Authorities in Quebec have released new details of the chilling three-hour Halloween night sword attack that left two dead and five others injured.
Police said the bloodshed began when 24-year-old Carl Girouard arrived in the city in his black four-door Saturn at around 10 p.m. after driving nearly 170 miles from his home — wearing medieval clothing and with a samurai sword in the car, the Canadian Broadcasting Corporation reported.
Girouard left the vehicle idling behind Old Quebec’s Anglican Cathedral and walked across the street.
Francois Duchesne, a 56-year-old communications director at Quebec’s national art museum, became the night’s first casualty when he stepped out of his home on du Tresor Street for a late-night jog and was attacked and left to die on the sidewalk.
Cops didn’t receive their first 911 call for about 20 minutes, the outlet said.
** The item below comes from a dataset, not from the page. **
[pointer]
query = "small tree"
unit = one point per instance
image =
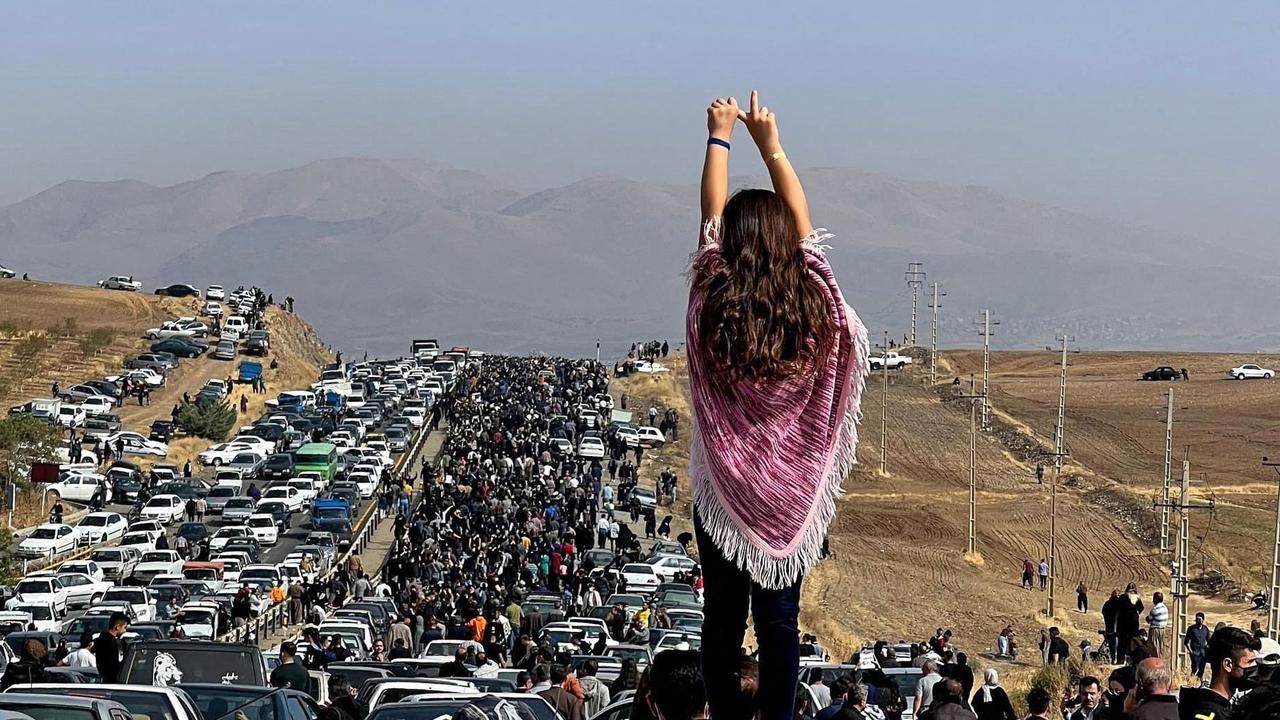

“You have to understand that the situation was evolving and changing very quickly,” Quebec public safety spokeswoman Sandra Dion said. “We used the means currently at our disposal to communicate to our citizens.”
Over the next 40 minutes, authorities said, Girouard wounded five other people as he walked north from downtown Quebec, including a couple out for a walk on L’escalier Frontenac and another victim near a year-long Christmas decoration in the heart of the city.
Just before 10:40 p.m., Suzanne Clermont, 61, a hairdresser, was attacked outside her home on des Remparts Street after she stepped out for a cigarette. She died despite the efforts of her neighbor, an emergency room doctor who ran outside with a baseball bat.
At 11:57 p.m., Quebec police tweeted out their first alert, describing the suspect as a costumed man wearing medieval clothing.
One minute later, the department issued an alert for residents to remain indoors.
Shortly before 1 a.m., a police officer on patrol spotted Girouard near the Old Port of Quebec and he was taken into custody — two-thirds of a mile from the scene of Duchesne’s fatal stabbing, the CBC said.
City Police Chief Robert Pigeon said Sunday that Girouard set out “with the intention of doing the most damage possible.”